The Benefits of Dynamic Analysis
The key advantage of dynamic analysis is that it can detect all types of issues that can show up in a running application, including bugs, runtime errors, misconfigurations, and security flaws. This allows you to ensure application security and stability even if no static analysis is performed. Dynamic testing is also the only way to get realistic data about application performance.
Because they check the running application, not the source code, dynamic scanners are independent of the programming language and can be used at all stages of the software development pipeline. Business-class dynamic scanners readily integrate with modern methodologies, making it easy to automate dynamic analysis for DevOps and other agile approaches.
From a developer’s point of view, modern dynamic scanners generate far fewer false positives than static analysis tools. When used for automated penetration testing, leading tools can not only discover vulnerabilities but also exploit them in a safe, read-only way, generating a proof of exploit to document the results and help developers isolate the root cause.
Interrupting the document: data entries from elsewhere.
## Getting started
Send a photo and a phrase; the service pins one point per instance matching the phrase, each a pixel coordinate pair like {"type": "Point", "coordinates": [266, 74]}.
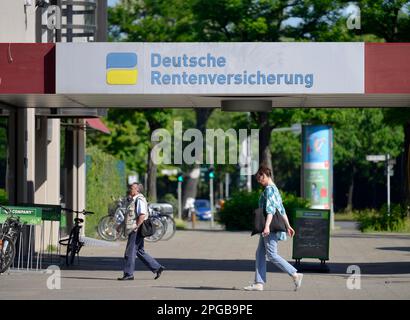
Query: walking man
{"type": "Point", "coordinates": [135, 244]}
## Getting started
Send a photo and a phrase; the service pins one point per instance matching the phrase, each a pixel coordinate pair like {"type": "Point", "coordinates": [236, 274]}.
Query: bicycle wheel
{"type": "Point", "coordinates": [107, 228]}
{"type": "Point", "coordinates": [7, 253]}
{"type": "Point", "coordinates": [159, 230]}
{"type": "Point", "coordinates": [72, 248]}
{"type": "Point", "coordinates": [170, 227]}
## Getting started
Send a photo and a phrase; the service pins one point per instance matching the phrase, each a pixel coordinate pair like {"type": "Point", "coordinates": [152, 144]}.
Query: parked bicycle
{"type": "Point", "coordinates": [9, 233]}
{"type": "Point", "coordinates": [73, 242]}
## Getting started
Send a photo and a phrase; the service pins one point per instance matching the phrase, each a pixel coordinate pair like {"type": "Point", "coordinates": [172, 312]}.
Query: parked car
{"type": "Point", "coordinates": [203, 209]}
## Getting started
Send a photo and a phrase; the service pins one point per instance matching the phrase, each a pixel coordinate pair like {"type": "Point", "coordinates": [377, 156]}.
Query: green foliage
{"type": "Point", "coordinates": [237, 213]}
{"type": "Point", "coordinates": [373, 220]}
{"type": "Point", "coordinates": [128, 140]}
{"type": "Point", "coordinates": [103, 181]}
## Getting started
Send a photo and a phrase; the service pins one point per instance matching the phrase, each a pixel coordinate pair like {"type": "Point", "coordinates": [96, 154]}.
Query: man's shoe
{"type": "Point", "coordinates": [126, 278]}
{"type": "Point", "coordinates": [298, 281]}
{"type": "Point", "coordinates": [254, 287]}
{"type": "Point", "coordinates": [159, 272]}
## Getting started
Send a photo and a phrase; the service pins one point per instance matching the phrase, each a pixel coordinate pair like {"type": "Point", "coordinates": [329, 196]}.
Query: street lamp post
{"type": "Point", "coordinates": [388, 163]}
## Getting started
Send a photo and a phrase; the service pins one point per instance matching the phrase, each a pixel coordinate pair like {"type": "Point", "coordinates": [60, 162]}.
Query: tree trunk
{"type": "Point", "coordinates": [152, 177]}
{"type": "Point", "coordinates": [191, 186]}
{"type": "Point", "coordinates": [406, 160]}
{"type": "Point", "coordinates": [349, 206]}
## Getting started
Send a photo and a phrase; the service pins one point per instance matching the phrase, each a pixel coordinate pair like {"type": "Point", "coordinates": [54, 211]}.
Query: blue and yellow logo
{"type": "Point", "coordinates": [122, 68]}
Choosing Your Analysis Solution
With rapid deployment models such as CI/CD and DevOps becoming ever more popular, automated analysis is vital to ensure that code going from development to production is free of known errors and vulnerabilities. Your choice of analysis tools will depend on the individual requirements and budget, but a dynamic analysis product should be part of any toolset.
If you’re prepared to invest in static analysis tools for all your languages, the best solution is to combine static and dynamic analysis in your SDLC. That way you get the best of both worlds: static analysis can eliminate many issues even before the application runs and improve overall code and software quality, while dynamic analysis at runtime finds errors and vulnerabilities that could not be detected using static methods.
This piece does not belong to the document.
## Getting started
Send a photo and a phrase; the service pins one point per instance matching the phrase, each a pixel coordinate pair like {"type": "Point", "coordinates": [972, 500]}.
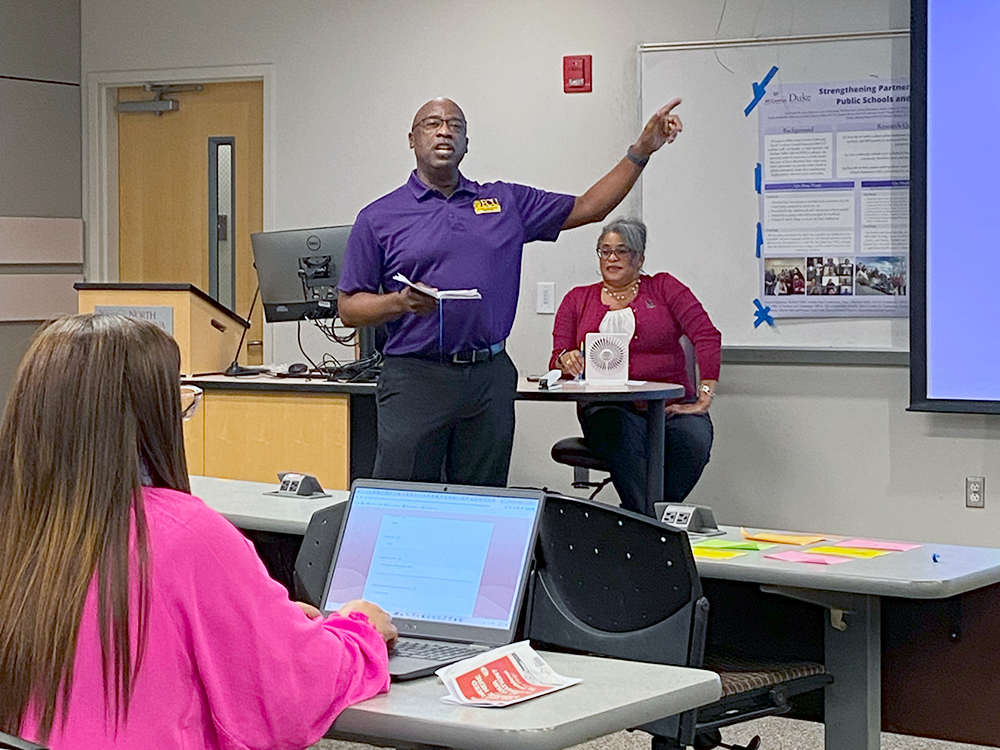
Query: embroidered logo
{"type": "Point", "coordinates": [486, 206]}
However, if you have to choose between static and dynamic analysis, an enterprise-class dynamic scanner should provide the best combination of effectiveness and value, as it picks up many kinds of errors and vulnerabilities, and can be used by anyone and at any stage of the SDLC. From a security standpoint, a dynamic scanner is a necessity, since static analysis tools are helpless against many critical classes of vulnerabilities.
The good news is that best-of-breed dynamic vulnerability scanners are highly effective both as standalone solutions and in combination with static analysis tools. They are also easy to integrate with development automation processes, which makes them accessible and valuable to all roles across your SDLC.